El rechazo de las consignas morales de la jerarquía eclesiástica -romana y española- se aprecia de manera especial en las mujeres, católicas o no, que como sujetos políticos, éticos y religiosos, y mayores de edad en el sentido kantiano, reclaman el ejercicio de los derechos sexuales y reproductivos y toman sus decisiones en conciencia, conforme a la ética laica y, en el caso de las mujeres cristianas, desde criterios evangélicos, pero no bajo el dictamen o la presión del papa y de los obispos.
Una última razón que explica la creciente pérdida de credibilidad de la Iglesia católica entre la ciudadanía es que, cerrada como está sobre sí misma, se muestra más celosa en la defensa de los derechos de Dios y de la Iglesia que de los derechos humanos. Se crea así un peligroso enfrentamiento entre unos y otros derechos, como si no fueran compatibles y hubiera que elegir, cuando en realidad los derechos de Dios se traducen en la defensa de los derechos de los excluidos. Lo que se esconde bajo la apariencia de defender los derechos divinos y eclesiásticos no es otra cosa que la obscena y descarada búsqueda de privilegios ajenos al mensaje evangélico.
El espectacular incremento de la increencia, sobre todo en las modalidades de ateísmo y agnosticismo, nada tiene, a mi juicio, de revancha contra la Iglesia y menos aún de anticlericalismo. No son sentimientos “antis” los que predominan en los que se declaran no creyentes o ateos, al menos en las personas que conozco y trato. No es una actitud beligerante contra las creencias religiosas. Es el resultado de una reflexión serena, de un planteamiento serio del sentido de la vida, de una opción existencial meditada, de una racionalidad crítica y de un humanismo consecuente, que han de merecer el respeto y el reconocimiento de los creyentes.

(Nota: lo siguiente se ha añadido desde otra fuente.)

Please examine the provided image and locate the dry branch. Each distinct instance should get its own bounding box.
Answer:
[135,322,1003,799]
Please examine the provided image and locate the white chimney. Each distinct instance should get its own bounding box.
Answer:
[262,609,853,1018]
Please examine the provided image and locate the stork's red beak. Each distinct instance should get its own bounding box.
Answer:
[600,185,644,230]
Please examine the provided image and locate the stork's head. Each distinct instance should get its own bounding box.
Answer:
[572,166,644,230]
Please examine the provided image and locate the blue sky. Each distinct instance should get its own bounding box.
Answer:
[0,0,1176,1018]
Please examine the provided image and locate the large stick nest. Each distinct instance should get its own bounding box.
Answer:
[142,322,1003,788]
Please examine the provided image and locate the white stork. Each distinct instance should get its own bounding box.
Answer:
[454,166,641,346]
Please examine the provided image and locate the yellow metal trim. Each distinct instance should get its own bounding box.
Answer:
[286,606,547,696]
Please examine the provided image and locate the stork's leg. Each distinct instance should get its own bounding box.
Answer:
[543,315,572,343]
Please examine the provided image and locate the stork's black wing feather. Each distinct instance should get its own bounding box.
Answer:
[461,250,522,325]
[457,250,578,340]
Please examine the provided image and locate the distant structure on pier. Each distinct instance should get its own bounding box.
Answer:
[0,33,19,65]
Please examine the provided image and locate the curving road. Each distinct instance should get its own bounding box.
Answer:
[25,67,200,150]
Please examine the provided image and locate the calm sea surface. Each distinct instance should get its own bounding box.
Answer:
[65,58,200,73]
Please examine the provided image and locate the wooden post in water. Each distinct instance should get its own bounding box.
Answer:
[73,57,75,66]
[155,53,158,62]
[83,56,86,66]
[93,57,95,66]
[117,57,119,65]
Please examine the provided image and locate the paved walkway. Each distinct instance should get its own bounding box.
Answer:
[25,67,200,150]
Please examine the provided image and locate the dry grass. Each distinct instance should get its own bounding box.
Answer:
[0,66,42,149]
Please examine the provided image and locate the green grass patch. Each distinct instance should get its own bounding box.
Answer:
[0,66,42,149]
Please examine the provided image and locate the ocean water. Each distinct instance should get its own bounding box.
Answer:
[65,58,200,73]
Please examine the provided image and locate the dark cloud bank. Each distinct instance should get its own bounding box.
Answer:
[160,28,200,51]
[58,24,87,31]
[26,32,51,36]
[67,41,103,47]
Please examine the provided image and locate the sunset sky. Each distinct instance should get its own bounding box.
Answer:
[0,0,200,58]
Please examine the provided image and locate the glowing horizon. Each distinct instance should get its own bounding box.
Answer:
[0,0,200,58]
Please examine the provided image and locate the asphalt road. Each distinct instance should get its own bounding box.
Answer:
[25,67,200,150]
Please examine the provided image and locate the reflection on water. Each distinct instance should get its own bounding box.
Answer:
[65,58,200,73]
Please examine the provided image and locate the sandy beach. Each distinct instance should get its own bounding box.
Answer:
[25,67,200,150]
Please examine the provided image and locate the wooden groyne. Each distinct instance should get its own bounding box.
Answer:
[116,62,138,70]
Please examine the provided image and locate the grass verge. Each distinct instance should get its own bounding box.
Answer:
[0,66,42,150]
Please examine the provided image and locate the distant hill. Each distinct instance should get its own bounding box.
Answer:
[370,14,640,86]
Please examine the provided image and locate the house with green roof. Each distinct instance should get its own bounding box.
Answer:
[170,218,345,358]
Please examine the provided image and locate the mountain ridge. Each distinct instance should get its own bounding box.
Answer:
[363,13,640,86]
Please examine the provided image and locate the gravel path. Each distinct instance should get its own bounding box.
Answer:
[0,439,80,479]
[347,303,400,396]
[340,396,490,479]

¿Me han sorprendido los datos del CIS? Todo lo contrario. Constituyen la mejor prueba de la lejanía de la cúpula de la Iglesia en relación con la base eclesial y con la sociedad. Lo que me sorprende es la actitud numantina de mantenella y no enmendalla de los dirigentes católicos, aun a sabiendas de que la Iglesia se va despoblando poco a poco y de que ellos se van quedando más solos. Pero nunca es tarde para cambiar el rumbo. Lo deseo sinceramente.
Juan José Tamayo es teólogo y autor de La teología de la liberación en el nuevo escenario político y religioso (Tirant Lo Blanc, Valencia, 2010, 2ª ed.)